As we know the expansion of $\ln(1+x)$ is as follows:
$\ln (1+x) = x - x^2/2 + x^3/3 - x^4/4+\cdots$
Let $S_1 = 1 + 1/3 + 1/5 + 1/7+\cdots$
Let $S_2 = 1/2 + 1/4 + 1/6 + 1/8+\cdots$
$S_1 - S_2 = \ln(2) -----------------(1)$
$S_1 + S_2 = 1 + 1/2 + 1/3 + 1/4 + 1/5+\cdots$
$S_1 + S_2 = 2(1/2 + 1/4 + 1/6 + 1/8+\cdots)$
$S_1 + S_2 = 2S_2$
$ S_1 = S_2 -------------------- (2)$
From (1) and (2):
$\ln(2) = 0$
What did I do wrong?
On
There is a theorem commonly known as Riemann rearrangement theorem (I believe) that states the following; If a series $\sum a_n$ converges but does not converge absolutely, it can be rearranged to yield any sum. [Note: Absolute convergence means the series $\sum|a_n|$ converges] The series you chose converges but does not converge absolutely. The divergence of second series $S_2$ is well-known. Hence, $S_1$ can be rearranged to yield any result. If you want to understand exactly how that construction is possible, I have attached the proof here.
Say $p_n=\frac{a_n+|a_n|}{2}$ and $q_n=\frac{a_n-|a_n|}{2}$. $\therefore, p_n-q_n=|a_n|, p_n+q_n=|a_n|$. $\sum p_n, \sum q_n$ cannot both be convergent otherwise $\sum(p_n+q_n)=\sum|a_n|$ would be convergent. Also, since $\sum a_n=\sum p_n-\sum q_n$ is convergent, and both series $\sum p_n, \sum q_n$ are not convergent, this implies they are both divergent. Now let $P_1, P_2,....$ be the first non-negative terms of $\sum a_n$, and $N_1, N_2, ....$ denote the absolute values of the first negative terms of $\sum a_n$, then the series $\sum P_n, \sum N_n$ have the same elements as the series $\sum p_n, \sum q_n$ in the same order. $\implies \sum P_n, \sum N_n$ are also divergent.
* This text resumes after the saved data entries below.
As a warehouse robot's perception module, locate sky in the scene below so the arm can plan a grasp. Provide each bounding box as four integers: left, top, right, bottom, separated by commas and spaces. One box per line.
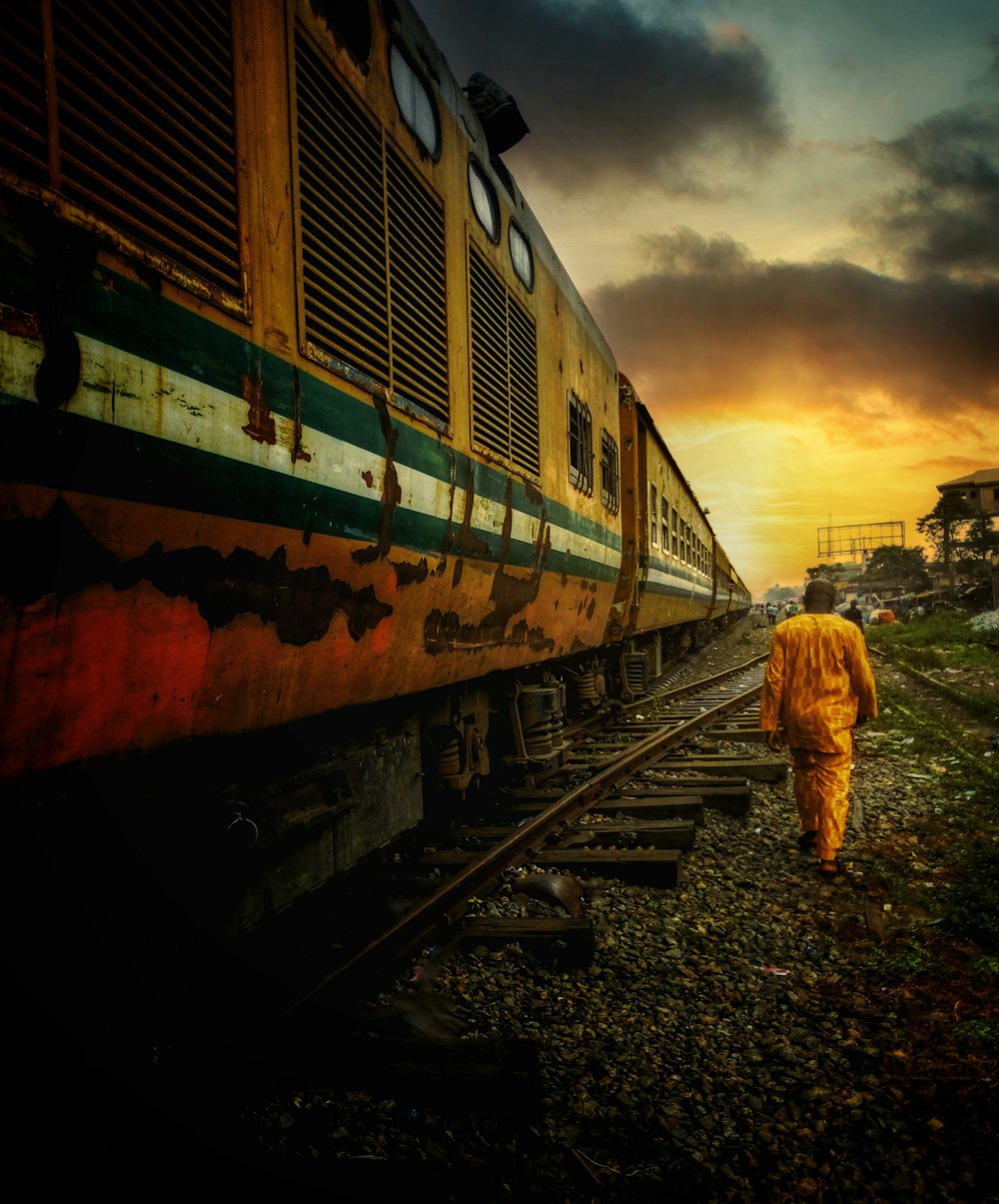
414, 0, 999, 598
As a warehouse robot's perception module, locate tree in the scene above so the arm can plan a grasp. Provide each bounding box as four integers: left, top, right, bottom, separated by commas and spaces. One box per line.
916, 494, 975, 569
956, 515, 999, 569
864, 543, 929, 586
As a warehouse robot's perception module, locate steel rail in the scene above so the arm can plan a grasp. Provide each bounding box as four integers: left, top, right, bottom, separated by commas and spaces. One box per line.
281, 657, 765, 1018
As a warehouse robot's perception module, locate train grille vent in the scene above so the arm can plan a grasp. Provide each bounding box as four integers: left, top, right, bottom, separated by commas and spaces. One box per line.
295, 31, 451, 423
0, 0, 243, 299
470, 247, 540, 474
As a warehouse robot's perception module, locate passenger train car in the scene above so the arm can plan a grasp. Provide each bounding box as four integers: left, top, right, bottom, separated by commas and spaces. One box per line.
0, 0, 750, 930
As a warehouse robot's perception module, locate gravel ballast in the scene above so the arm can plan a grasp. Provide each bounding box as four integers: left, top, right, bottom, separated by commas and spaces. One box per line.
244, 616, 999, 1204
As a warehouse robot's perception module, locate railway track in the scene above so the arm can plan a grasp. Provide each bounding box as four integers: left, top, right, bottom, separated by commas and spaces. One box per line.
257, 657, 786, 1024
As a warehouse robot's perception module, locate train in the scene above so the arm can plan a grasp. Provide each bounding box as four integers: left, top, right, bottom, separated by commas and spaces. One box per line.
0, 0, 751, 934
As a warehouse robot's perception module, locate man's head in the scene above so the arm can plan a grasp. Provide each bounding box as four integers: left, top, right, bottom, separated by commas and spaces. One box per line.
805, 577, 836, 614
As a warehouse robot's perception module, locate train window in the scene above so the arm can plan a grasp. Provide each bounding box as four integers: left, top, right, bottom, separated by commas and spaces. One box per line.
0, 0, 246, 316
390, 43, 441, 158
569, 393, 593, 494
469, 159, 500, 242
600, 431, 621, 515
510, 222, 534, 289
469, 246, 540, 474
313, 0, 371, 63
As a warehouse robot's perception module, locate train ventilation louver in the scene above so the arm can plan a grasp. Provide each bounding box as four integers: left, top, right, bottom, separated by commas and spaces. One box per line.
0, 2, 48, 184
295, 30, 451, 422
470, 247, 540, 474
0, 0, 243, 299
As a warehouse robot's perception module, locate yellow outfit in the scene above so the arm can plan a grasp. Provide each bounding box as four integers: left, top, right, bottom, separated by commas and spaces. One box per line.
759, 614, 877, 861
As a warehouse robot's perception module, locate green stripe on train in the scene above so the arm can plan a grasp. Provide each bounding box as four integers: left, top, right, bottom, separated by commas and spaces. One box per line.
0, 402, 616, 581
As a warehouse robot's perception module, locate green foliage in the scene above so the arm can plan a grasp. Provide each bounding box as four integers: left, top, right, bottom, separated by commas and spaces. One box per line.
916, 494, 977, 565
763, 586, 801, 602
866, 610, 999, 668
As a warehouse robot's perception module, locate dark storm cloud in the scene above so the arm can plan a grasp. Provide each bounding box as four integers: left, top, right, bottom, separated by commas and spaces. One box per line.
588, 230, 999, 424
860, 39, 999, 280
417, 0, 785, 193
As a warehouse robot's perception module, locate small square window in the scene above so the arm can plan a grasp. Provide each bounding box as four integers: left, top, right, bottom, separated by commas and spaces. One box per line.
600, 431, 621, 515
Say you want to rearrange the series $\sum a_n$ to yield a result in the neighborhood $[x,y]$ such that $-\infty\le x\le y\le \infty$. Then choose $P_1, P_2,...P_{n_1}$ such that $P_1+P_2...P_{n_1}\to y$. Choose $Q_1, Q_2,...Q_{k_1}$ such that $P1+P_2...P_{m_1}-Q_1-Q_2-....Q_{k_1}\to x$. The existence of such $P, Q$ are guaranteed since $\sum P_n, \sum Q_n$ are divergent.
The taylor-series expansion of $\ln (1+x)$ is not absolutely convergent in nature. Hence you cannot perform manipulations with its expanded infinite series. You may rearrange $S_1$ and $S_2$ to get infinitely many different answers.